上 下
527 / 580
第18章 冬、繫栄する島国で遭遇したのは

第523話 普通は信じられませんよね

しおりを挟む
 ナンシーさんのご実家を訪ねると、そこに現れたのはナンシーさんを呼び捨てにする農夫姿の中年男性でした。

「お父様、お久しぶりです。
 何の相談も無く、国を捨てることになり申し訳ございませんでした。
 ご紹介しましす。
 こちらは、私がお仕えしてる主、アルムハイム大公シャルロッテ様です。」

 思った通り、ナンシーさんのお父様とのことです。

「ありゃ、これはお恥ずかしい格好をお見せしてしまった。
 大公様が、こんなみすぼらしい子爵家に足を運んでくださるとは恐縮でございます。
 私は当代のノースウッヅ子爵クリントと申します。
 娘が良くして頂いている様子で本当に感謝申し上げます。」

 クリントさんは、私に軽く頭を下げると館の中へ通してくださいました。

 そして、

「おーい、オメー、ナンシーが帰って来たぞー!
 ナンシーを雇ってくださってる大公様をお連れだー!
 こっち来て、オメーも、ご挨拶申し上げろー!」

 クリントさんが、正面入り口を入ると薄暗いホールの奥に向かって呼びかけました。
 通常、貴族家では正面ホールに使用人が控えているのですが、ノースウッヅ家ではそうでないようです。
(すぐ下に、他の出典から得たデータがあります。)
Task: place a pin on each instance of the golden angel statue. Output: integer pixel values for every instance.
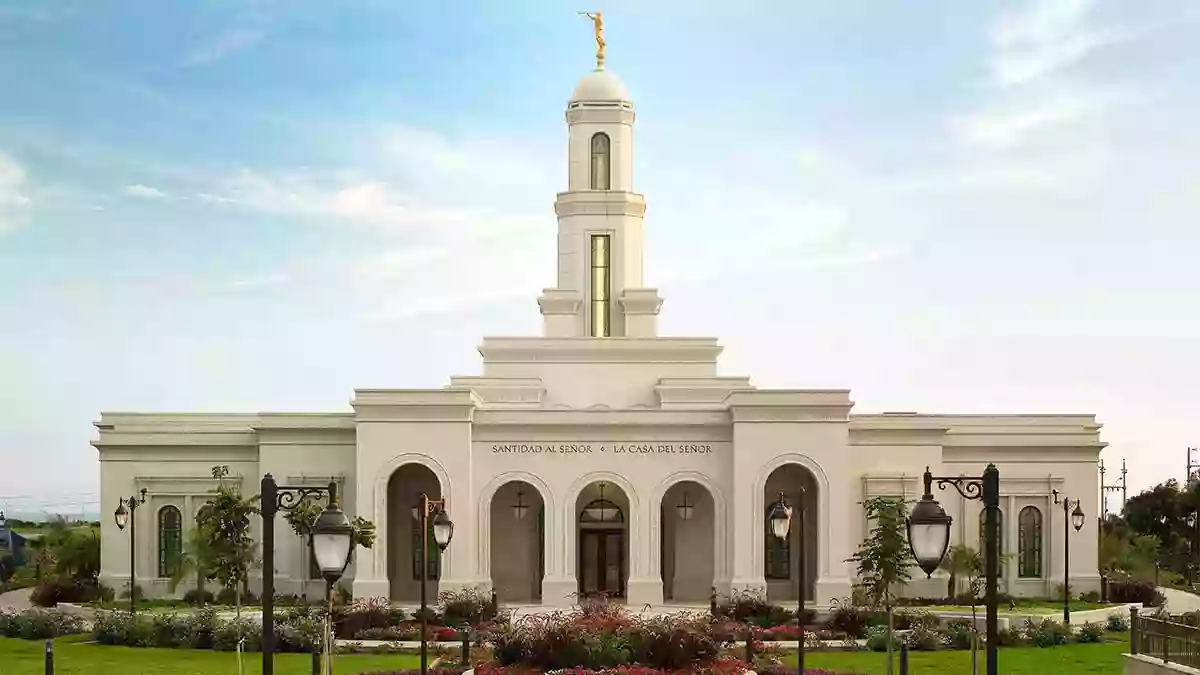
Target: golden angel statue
(598, 24)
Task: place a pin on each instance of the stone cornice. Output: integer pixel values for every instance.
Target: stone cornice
(683, 393)
(600, 417)
(600, 202)
(641, 300)
(515, 392)
(600, 350)
(559, 302)
(414, 405)
(790, 405)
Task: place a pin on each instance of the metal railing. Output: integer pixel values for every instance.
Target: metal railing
(1164, 638)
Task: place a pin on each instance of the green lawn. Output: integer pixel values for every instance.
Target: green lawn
(25, 657)
(1067, 659)
(72, 657)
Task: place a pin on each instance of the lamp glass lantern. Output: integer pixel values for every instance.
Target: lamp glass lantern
(121, 515)
(780, 519)
(443, 529)
(929, 533)
(333, 541)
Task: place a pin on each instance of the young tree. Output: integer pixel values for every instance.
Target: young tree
(883, 559)
(197, 557)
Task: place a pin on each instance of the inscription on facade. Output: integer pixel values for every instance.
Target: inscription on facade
(603, 448)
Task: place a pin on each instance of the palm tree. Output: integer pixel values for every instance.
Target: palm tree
(196, 557)
(960, 562)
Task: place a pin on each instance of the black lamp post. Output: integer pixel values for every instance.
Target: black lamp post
(331, 543)
(443, 530)
(124, 515)
(1069, 519)
(929, 536)
(780, 526)
(274, 499)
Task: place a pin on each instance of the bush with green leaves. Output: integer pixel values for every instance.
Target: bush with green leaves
(1116, 622)
(1045, 633)
(1090, 632)
(39, 623)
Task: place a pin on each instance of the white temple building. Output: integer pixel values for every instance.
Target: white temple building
(603, 457)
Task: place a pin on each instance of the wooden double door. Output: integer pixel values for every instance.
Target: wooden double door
(601, 562)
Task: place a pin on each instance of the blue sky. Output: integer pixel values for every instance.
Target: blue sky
(258, 205)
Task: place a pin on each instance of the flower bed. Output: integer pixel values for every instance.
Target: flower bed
(39, 623)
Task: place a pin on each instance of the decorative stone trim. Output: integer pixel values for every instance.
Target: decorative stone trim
(641, 300)
(600, 350)
(559, 302)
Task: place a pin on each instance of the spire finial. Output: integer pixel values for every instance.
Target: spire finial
(598, 25)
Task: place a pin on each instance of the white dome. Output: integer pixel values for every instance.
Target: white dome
(600, 85)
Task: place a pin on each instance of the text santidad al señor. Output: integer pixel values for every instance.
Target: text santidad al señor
(593, 448)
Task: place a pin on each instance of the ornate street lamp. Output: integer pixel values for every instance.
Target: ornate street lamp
(685, 509)
(443, 531)
(124, 515)
(331, 542)
(1069, 519)
(929, 536)
(780, 519)
(273, 500)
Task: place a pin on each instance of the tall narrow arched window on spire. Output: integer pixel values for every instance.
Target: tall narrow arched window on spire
(171, 541)
(601, 166)
(1029, 543)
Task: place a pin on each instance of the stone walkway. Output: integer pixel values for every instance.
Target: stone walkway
(16, 599)
(1180, 602)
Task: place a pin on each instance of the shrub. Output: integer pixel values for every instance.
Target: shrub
(49, 593)
(1135, 592)
(877, 638)
(468, 607)
(195, 597)
(1090, 632)
(1011, 638)
(1116, 622)
(1047, 633)
(959, 633)
(37, 623)
(850, 620)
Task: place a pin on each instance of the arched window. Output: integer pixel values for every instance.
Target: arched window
(171, 541)
(1029, 543)
(435, 551)
(779, 551)
(601, 168)
(1000, 535)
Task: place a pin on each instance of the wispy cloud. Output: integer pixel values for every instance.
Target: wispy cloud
(144, 191)
(225, 45)
(13, 199)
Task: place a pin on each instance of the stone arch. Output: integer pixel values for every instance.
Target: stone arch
(759, 509)
(379, 500)
(720, 560)
(636, 537)
(485, 515)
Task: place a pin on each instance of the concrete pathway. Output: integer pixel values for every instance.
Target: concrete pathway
(1180, 602)
(16, 599)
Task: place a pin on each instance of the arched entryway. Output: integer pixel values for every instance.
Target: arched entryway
(783, 560)
(405, 490)
(601, 514)
(517, 545)
(688, 531)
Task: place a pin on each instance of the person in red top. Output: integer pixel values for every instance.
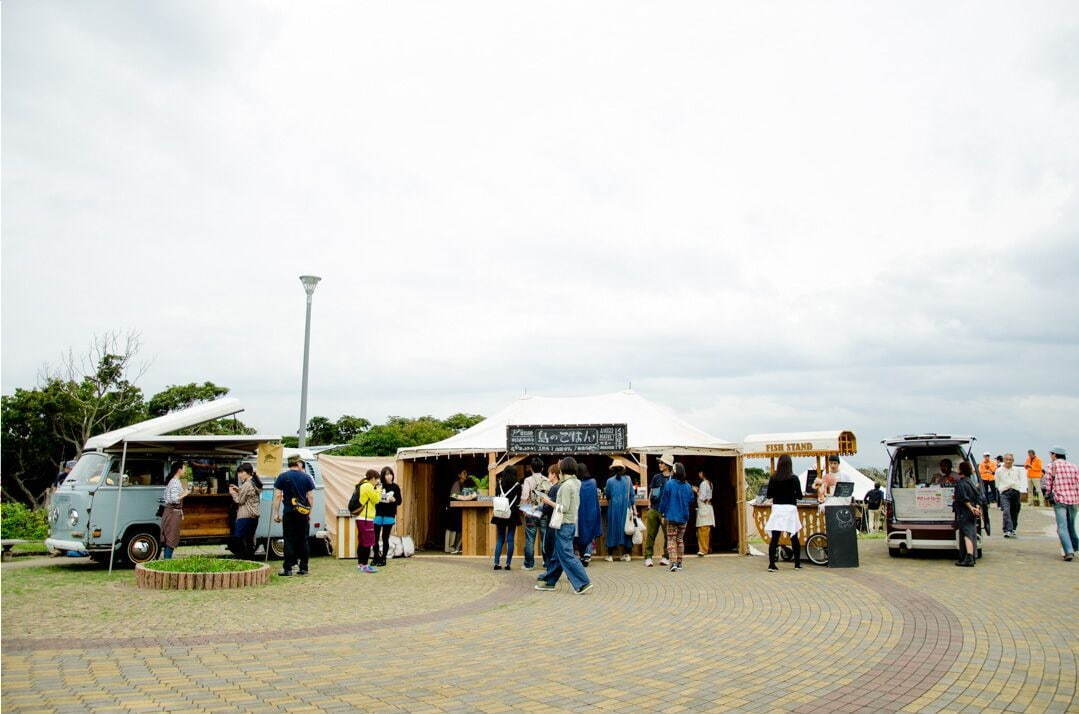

 館の奥の方でドタバタと音がしたかと思うと、今度は工房のお針子のような格好の婦人が現れました。
 前掛けをして、そのあちこちに糸くずをつけて。

「こんな格好でごめんなさいね。
 今、内職の縫い物の最中だったもんだから。
 あと十着、年内に納めないと、年越しにろくな食事を用意できないもんでね。
 年末年始くらいは、メインディッシュに肉料理を出したいだろう。」

 ええっと、ここ子爵家ですよね…。
 そう思って隣を見ると、ナンシーさんは顔を赤らめて俯いていました。

「お父様も、お母様も、少しは体面を気にしてください。
 お客様の前ですよ。」

 ナンシーさんが、ご両親に注意すると…。

「いあや、この屋敷を見せちまって、体面も何も無かろうって。
 我が家はもう風前の灯火だよ。
 おまえの兄貴達だって、この冬は工場に出稼ぎに出ているんだぞ。
 貴族の身分を隠してな。」

 クリントさんはそんなことをおっしゃっていて、…。
 この家、かなりの末期症状のようです。

     **********

 応接室に通され、所々ほつれが目立つソファーに腰を落ち着けると。

「汚い所で申し訳ないですな。
 ここ数代で身代が傾いてたんですが、もう限界に来てまして。
 娘に仕送りさえしてやれないありさまだったものですから。
 屋敷の補修なんて、全く手が及ばないもんでして。
 そうそう、娘が女学校に通ってる時に、過分な支援を賜ったようで心から感謝申し上げます。」

 クリントさんは、いの一番にそう言って頭を下げてくださいました。
 娘のナンシーさんへ仕送りが出来ないのは、とても辛いことだったそうですが。
 あの時は、女学校の授業料を工面するのに精一杯だったそうです。
 何でも、先祖代々の宝物を売り払ったとか。
 足元を見られて二束三文だったと、古物商に対する文句を呟いてました。

「わたしゃ、言ったんですよ。
 娘なんだから、何としてでも仕送りをしてやらないとってね。
 街角で花でも売るようになったら大変だと。
 でもね、どうあがいても工面できないでね…。」

 クリントさんの隣に腰掛けたナンシーさんのお母様がそんな言葉を挟みました。
 ええ、ナンシーさん、あの時私に出会わなければ、間違いなく夜の町で春を売ってましたね。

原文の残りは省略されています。